Hj Jajuk Rendra Kresna (dua dari kanan) saat memberikan semangat dan kesiapan mengawal terwujudnya kampung batik di Desa Pakisaji, Kecamatan Pakisaji. (Nana)
Hj Jajuk Rendra Kresna (dua dari kanan) saat memberikan semangat dan kesiapan mengawal terwujudnya kampung batik di Desa Pakisaji, Kecamatan Pakisaji. (Nana)

MALANGTIMES - Kiprah Hj Jajuk Rendra Kresna dalam membangun Kabupaten Malang tidak pernah surut. Hal ini kembali diperlihatkan di tengah-tengah masyarakat Desa Pakisaji, Kecamatan Pakisaji. 

 Jajuk hadir dalam upaya menyuntikkan motivasi dan energi baik bagi warga Pakisaji yang berharap banyak bisa mewujudkan wilayahnya sebagai kampung batik.

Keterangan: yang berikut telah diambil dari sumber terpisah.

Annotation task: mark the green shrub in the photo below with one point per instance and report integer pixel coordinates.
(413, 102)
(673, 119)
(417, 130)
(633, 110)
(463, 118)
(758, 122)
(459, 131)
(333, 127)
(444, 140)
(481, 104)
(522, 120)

Seperti diketahui, Desa Pakisaji telah mulai menggeliat dalam perbatikan sejak tahun 2017 lalu. Dengan berbagai potensi perajin batik yang ada serta ditopang dengan sejarah kampung topeng Malangan yang begitu kuat sampai saat ini, telah timbul asa besar bagi seluruh elemen masyarakat maupun Pemerintah Kabupaten Malang bahwa Desa Pakisaji bisa menjadi salah satu desa atau kampung batik di Kabupaten Malang.

Harapan inilah yang kini kembali dinyalakan oleh Jajuk dalam acara Gema Desa, Selasa (19/03/2019) di aula balai desa Pakisaji. Menurut calon legislatif DPRD Provinsi Jawa Timur (Jatim) dari Partai Nasdem ini, harapan besar tersebut patut dikawal dan diwujudkan.

"Kami tentunya akan kawal kampung batik ini. Tapi, sebelumnya kita semua membutuhkan planning dan konsep. Baru bicara mengenai bagaimana agar kampung batik benar-benar terwujud," kata Jajuk Rendra Kresna.

Saat hal itu telah terpenuhi, peran masyarakat pun menjadi elemen penting dalam mewujudkan kampung batik sesungguhnya. Bukan hanya sekadar fisik, tapi benar-benar sesuai konsep yang ada. Yakni membangun kampung batik menjadi destinasi wisata yang mampu menggerakkan perekonomian masyarakat sekaligus melestarikan karya luhur nenek moyang dalam perbatikan.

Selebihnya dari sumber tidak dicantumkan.